Строй рассыпался в стороны. Густой пар от взмыленных от долгого перехода людей клубами поднимался вверх в иссине-черное, затянутое плотными снеговыми облаками небо. Мы с Качинским присели в уголке на куче сваленных бревен, закурили, ожидая своей очереди. Молчали. Устав от разговоров за время долгой дороги этапа. Хотелось уже какой-то определенности, распорядка, забыться, прилечь где-то, дав уморенному телу немного роздыха.
– Заключенный Клименко!– позади нас стоял Головко. Все такой же бодрый и невозмутимый, будто не было у него длинного перехода от станции, драки с Кисловым и нудного брожения по лагерю.
– Заключенный Клименко,– вскочил я со своего места, наученный прошлым горьким опытом,– одна тысяча девятьсот…
– Будя…– махнул рукой сержант, прервав мой доклад в самом начале.– Пойдем, значит, со мной. Дело у меня есть к тебе…
Я расстерянно оглянулся по сторонам, словно ища поддержки у Качинского. Но тот усиленно делал вид, что не замечает откровенного интереса сержанта ко мне, наслаждался последними крохами самосада, оставшимимся еще с СИЗО, дымя в кулак.
– Так карантин же, гражданин начальник…
– Пойдем! Тут сторожка неподалеку. Разговор серьезный.
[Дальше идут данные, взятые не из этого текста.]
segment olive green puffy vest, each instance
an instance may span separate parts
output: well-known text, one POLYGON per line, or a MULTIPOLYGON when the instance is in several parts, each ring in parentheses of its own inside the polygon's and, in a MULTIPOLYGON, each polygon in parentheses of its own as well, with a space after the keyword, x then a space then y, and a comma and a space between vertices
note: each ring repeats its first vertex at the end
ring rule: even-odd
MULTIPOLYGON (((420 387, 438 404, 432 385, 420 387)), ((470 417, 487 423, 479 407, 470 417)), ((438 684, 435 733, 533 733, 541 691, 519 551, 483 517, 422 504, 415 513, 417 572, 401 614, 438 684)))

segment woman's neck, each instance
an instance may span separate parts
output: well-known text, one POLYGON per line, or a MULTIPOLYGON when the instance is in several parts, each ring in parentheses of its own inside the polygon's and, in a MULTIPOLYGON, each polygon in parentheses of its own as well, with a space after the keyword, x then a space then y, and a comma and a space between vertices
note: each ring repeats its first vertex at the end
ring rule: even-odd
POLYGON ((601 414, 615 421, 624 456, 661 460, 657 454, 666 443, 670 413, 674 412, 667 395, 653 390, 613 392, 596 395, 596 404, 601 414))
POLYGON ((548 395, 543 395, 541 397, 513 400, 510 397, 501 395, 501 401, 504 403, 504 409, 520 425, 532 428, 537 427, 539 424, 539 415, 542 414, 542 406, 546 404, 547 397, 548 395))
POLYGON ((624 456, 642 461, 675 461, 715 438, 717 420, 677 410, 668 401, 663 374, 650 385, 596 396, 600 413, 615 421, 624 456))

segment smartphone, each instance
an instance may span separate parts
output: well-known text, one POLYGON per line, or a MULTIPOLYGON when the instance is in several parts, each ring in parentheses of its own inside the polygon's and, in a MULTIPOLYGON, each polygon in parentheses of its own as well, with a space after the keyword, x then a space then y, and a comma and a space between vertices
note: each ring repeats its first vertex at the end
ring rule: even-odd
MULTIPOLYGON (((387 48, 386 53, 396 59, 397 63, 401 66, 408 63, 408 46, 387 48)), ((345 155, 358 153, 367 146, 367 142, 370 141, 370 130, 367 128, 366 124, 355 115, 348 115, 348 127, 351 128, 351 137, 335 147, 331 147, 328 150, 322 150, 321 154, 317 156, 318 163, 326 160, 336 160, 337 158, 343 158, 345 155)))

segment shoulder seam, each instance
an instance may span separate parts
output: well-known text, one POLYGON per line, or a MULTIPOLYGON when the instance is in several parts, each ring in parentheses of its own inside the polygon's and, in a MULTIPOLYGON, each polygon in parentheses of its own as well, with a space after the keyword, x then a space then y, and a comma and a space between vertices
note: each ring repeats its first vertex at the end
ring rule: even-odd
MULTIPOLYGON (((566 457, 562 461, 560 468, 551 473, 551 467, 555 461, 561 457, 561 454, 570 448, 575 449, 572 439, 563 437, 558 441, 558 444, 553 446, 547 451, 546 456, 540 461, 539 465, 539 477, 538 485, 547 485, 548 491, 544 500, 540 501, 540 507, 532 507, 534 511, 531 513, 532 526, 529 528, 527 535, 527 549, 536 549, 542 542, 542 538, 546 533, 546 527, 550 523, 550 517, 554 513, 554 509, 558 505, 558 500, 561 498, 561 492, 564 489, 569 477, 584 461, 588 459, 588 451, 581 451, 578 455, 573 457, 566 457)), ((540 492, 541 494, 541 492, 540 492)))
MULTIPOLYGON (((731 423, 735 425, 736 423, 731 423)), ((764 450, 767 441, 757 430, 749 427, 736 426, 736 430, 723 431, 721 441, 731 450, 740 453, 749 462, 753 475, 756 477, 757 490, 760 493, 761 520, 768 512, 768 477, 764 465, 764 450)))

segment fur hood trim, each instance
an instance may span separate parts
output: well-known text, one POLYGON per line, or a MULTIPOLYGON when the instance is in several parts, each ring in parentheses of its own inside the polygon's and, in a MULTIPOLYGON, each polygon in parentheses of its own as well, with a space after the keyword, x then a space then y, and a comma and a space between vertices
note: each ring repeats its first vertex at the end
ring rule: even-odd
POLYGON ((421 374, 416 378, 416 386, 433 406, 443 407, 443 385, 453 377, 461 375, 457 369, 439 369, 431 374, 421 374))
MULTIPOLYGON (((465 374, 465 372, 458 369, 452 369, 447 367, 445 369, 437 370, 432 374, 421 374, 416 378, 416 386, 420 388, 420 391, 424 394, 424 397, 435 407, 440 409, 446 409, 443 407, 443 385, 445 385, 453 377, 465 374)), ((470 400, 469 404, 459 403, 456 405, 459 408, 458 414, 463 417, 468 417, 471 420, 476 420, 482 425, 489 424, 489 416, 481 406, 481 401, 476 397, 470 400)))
А от карантина я тебя освобождаю…– хмыкнул сержант, направляясь куда-то влево, в бесконечный лабиринт бараков и административных зданий Темлага. Пришлось следовать за ним, хотя даже сил шевелиться уже не было.
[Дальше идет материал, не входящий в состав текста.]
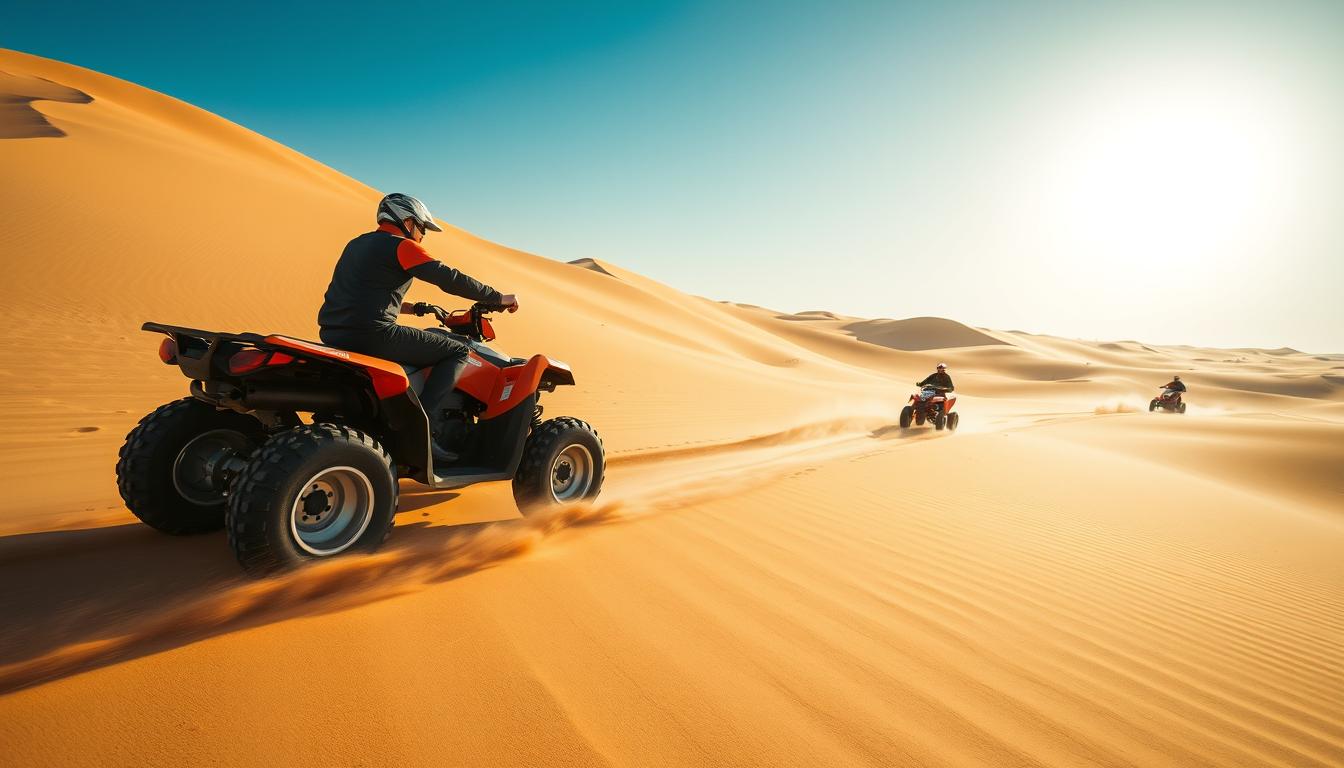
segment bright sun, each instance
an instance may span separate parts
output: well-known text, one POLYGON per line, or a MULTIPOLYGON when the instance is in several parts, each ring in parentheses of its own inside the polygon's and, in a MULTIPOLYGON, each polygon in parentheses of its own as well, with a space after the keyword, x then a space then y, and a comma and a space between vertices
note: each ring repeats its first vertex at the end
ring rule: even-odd
POLYGON ((1063 116, 1044 179, 1059 245, 1098 268, 1195 272, 1277 234, 1290 141, 1272 98, 1160 76, 1087 93, 1063 116))

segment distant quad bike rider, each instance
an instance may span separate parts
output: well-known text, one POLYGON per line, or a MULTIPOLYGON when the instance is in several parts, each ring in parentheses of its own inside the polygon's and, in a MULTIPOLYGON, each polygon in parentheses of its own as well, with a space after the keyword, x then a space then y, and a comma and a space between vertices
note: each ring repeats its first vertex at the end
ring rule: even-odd
POLYGON ((952 377, 947 375, 947 363, 939 363, 938 369, 925 376, 923 381, 918 382, 918 385, 920 387, 933 387, 940 392, 951 392, 956 389, 952 386, 952 377))
POLYGON ((1162 394, 1148 402, 1149 412, 1161 408, 1164 411, 1185 413, 1185 392, 1185 382, 1181 381, 1181 377, 1172 376, 1171 381, 1162 385, 1162 394))
POLYGON ((910 400, 901 408, 900 425, 901 429, 909 429, 910 426, 923 426, 926 422, 933 424, 935 430, 944 428, 955 432, 957 424, 961 422, 961 414, 953 412, 957 404, 957 396, 952 394, 956 389, 952 383, 952 377, 947 375, 947 364, 939 363, 938 370, 925 376, 923 381, 915 382, 919 391, 910 396, 910 400))
MULTIPOLYGON (((462 274, 438 261, 420 244, 427 230, 442 232, 425 204, 393 193, 378 203, 378 228, 351 240, 336 262, 331 284, 317 313, 322 343, 402 365, 433 366, 420 399, 430 429, 440 434, 441 404, 467 365, 468 348, 447 333, 397 324, 400 314, 423 315, 427 307, 403 301, 413 279, 446 293, 518 311, 513 294, 462 274)), ((457 455, 431 440, 436 461, 457 455)))

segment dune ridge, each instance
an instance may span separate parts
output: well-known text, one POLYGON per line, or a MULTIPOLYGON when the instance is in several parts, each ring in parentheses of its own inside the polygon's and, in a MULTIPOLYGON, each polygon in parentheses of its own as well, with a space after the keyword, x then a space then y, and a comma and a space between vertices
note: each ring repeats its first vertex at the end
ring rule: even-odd
POLYGON ((89 99, 0 140, 15 764, 1344 764, 1339 355, 787 315, 445 224, 432 252, 522 297, 498 346, 573 365, 543 403, 597 426, 604 495, 524 519, 507 483, 406 483, 384 551, 248 582, 117 498, 123 436, 186 392, 139 325, 314 337, 379 192, 115 78, 0 71, 0 123, 32 83, 89 99), (940 361, 962 428, 900 429, 940 361), (1189 412, 1149 414, 1176 373, 1189 412))
POLYGON ((51 124, 34 101, 87 104, 93 97, 83 91, 35 77, 16 77, 0 71, 0 139, 60 138, 65 131, 51 124))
Спустя пару минут мы свернули еще куда-то, где в зарешеченном окне тускло светилась керосиновая лампа. Не постучав, Головко прошел внутрь, в импровизированных сенцах обметя веником хромовые сапоги от налипшего мокрого снега вперемешку с грязью. Немного стесняясь, я прошел за ним, стараясь выглядеть, как можно незаметнее.
В сторожке был лишь солдат-срочник, склонившийся над листом какой-то отчетности. Со старательностью первоклашки, он, словно на уроке чистописания, он выводил какие-то цифры, сводя дебет с кредитом. Увидев Головко мгновенно вскочил, вытяунвшись по стойке «смирно». С чувством легкого превосходства, я увидел стоящую в углу винтовку, оставленную совершенно без присмотра. До нее было рукой подать. При всей моей подготовке мне хватило бы полминуты, чтобы разобраться и с сержантом и раззъявой срочником. Усилием воли я сдержался. А что потом? Ну захвачу я их в заложники, и? Наша система исправительных учреждений столь жестока и беспринципна, что не задумываясь пожертвует двумя своими винтиками для сохранения системы, а дальше просто «вышак» и… Жалко только мать…Скрипнув зубами, я отвернулся от оружия. Головко безусловно все просчитал и заметил этот взгляд.